After it was announced that climate change was affecting lobsters in the Gulf of Maine, the crustaceans have lost their “sustainable” label, according to a new report from The Washington Post. The Marine Stewardship Council said it no longer considers Maine lobster sustainable because nearly extinct whales continue to die after getting caught in fishing gear.
“We’re hopeful and look for the opportunity to work with the fishery and others to figure out how to help them move forward,” Erika Feller, a regional director of the council, told The Washington Post. “Hopefully, the fishery can regain certification.”
The current issue pertains to right whales in the North Atlantic, whose current numbers run only about 340. While these whales are also affected by climate change and boat collisions, the National Marine Fisheries Service says that entanglements in fishing gear are a leading cause of death. Because of that, the Marine Stewardship Council—which reviews fisheries to determine whether they’re well managed and unharmful to other species and ocean habitats—has downgraded Maine lobster.

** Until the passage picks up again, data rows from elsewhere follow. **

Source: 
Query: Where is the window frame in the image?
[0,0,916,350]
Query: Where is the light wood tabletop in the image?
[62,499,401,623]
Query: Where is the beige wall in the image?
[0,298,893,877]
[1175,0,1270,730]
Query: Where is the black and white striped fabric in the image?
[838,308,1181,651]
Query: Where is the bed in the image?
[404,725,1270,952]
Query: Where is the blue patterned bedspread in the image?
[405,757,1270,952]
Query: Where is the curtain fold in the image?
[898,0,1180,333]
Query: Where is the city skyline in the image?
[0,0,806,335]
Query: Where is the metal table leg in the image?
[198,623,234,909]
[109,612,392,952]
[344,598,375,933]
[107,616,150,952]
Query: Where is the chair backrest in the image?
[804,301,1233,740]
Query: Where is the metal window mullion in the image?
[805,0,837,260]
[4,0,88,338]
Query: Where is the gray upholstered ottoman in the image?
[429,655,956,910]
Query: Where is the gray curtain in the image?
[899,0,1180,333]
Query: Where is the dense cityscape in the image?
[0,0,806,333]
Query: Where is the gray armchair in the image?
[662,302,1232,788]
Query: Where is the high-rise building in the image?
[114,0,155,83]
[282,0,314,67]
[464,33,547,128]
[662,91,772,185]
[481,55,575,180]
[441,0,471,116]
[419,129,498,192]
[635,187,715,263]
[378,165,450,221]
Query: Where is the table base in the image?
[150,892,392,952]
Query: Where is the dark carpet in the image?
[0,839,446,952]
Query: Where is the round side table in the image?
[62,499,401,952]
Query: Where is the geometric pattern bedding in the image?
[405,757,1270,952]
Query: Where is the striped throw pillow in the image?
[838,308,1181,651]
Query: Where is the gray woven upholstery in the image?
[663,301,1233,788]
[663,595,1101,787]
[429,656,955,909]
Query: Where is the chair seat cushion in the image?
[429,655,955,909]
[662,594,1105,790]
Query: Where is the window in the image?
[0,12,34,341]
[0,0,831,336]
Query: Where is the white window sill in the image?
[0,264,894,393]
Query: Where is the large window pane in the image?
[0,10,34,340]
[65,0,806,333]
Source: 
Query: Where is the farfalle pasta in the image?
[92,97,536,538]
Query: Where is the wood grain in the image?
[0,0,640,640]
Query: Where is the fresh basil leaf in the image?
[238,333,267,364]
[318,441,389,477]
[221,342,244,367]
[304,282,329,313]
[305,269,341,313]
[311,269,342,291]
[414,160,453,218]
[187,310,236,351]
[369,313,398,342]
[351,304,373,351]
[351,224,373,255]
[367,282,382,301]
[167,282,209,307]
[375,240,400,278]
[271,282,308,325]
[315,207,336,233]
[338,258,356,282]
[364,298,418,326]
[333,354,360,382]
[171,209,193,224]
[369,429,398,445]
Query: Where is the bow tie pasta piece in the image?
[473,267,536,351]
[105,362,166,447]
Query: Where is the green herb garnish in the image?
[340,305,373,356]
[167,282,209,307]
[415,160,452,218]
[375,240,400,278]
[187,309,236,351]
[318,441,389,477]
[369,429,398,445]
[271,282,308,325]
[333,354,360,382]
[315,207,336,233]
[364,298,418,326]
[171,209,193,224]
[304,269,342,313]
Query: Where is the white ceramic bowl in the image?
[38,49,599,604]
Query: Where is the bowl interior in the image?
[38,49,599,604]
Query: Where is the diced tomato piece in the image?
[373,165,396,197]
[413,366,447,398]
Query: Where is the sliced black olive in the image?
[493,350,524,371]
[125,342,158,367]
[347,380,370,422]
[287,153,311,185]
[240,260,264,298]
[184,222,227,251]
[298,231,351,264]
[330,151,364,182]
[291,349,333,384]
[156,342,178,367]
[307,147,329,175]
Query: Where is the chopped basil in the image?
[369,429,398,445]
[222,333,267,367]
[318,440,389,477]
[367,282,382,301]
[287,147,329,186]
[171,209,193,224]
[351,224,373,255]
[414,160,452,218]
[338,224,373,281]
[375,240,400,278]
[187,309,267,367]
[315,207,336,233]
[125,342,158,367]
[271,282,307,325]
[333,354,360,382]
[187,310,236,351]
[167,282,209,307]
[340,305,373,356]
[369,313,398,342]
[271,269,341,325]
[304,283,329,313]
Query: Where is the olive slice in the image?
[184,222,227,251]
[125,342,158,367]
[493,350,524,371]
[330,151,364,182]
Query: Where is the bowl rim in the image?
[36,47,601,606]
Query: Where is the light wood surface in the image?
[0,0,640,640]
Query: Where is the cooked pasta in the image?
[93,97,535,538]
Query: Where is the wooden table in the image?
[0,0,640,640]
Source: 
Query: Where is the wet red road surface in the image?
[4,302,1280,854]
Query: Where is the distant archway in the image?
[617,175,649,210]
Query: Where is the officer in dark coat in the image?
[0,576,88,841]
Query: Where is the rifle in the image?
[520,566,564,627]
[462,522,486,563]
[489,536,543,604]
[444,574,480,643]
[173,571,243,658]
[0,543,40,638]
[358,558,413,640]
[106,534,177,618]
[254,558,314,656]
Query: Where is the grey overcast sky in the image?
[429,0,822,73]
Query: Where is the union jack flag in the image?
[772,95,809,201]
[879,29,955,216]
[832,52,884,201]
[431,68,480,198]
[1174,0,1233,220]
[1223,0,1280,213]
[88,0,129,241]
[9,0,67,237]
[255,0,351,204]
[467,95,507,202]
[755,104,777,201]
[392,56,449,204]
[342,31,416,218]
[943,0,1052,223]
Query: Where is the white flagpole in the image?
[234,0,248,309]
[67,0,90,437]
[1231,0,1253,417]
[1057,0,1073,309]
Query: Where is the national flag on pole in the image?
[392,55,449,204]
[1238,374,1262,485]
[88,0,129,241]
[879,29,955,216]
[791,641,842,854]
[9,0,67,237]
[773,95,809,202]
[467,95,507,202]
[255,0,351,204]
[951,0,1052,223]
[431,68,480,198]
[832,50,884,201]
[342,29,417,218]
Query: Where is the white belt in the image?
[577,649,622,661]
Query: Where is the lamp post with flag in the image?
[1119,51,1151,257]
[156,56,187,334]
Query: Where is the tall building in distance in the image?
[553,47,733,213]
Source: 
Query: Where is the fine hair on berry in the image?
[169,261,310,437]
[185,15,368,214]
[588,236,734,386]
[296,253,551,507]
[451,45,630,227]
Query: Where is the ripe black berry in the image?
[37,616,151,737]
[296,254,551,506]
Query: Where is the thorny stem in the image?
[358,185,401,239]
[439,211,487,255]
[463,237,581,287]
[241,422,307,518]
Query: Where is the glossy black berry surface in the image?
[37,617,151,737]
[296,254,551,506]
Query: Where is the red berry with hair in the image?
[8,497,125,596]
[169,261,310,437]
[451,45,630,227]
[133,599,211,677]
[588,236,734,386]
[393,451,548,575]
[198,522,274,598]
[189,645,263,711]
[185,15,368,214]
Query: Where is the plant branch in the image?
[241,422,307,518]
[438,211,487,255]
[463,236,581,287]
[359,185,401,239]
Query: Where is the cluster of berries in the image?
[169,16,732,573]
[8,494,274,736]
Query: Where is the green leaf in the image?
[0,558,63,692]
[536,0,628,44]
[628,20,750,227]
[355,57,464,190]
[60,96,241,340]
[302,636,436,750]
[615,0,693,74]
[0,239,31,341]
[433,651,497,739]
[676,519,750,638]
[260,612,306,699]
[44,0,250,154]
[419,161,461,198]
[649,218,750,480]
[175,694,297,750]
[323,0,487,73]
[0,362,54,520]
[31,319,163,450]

Maine’s lobstermen, however, maintain that they work to reduce the possibility of entanglements and that they comply with conservation laws. And state lawmakers say that it’s unclear whether lobstering in particular is contributing to the whales’ dwindling numbers.
“This is neighbors in small communities, on islands and peninsulas that have done everything they can to harvest this resource in a responsible manner that allowed the next generation and the next generation and the next generation to have that same job,” the Maine lobsterman Steve Train told the Post.
The labeling change comes as a blow to an industry that has been navigating choppy seas of late. Last month, the sustainability guide Seafood Watch recommended against buying lobsters that come from American or Canadian waters. And conservationists continue to push for legislation that would help save vulnerable animal communities, with the National Marine Fisheries Service pushing for a stronger conservation rule by 2024.
For now, though, it’s mostly up to diners to decide which lobsters they’ll eat. And with Maine lobster being one of the more popular stateside varieties, it’s unclear how many people will actually change their seafood habits.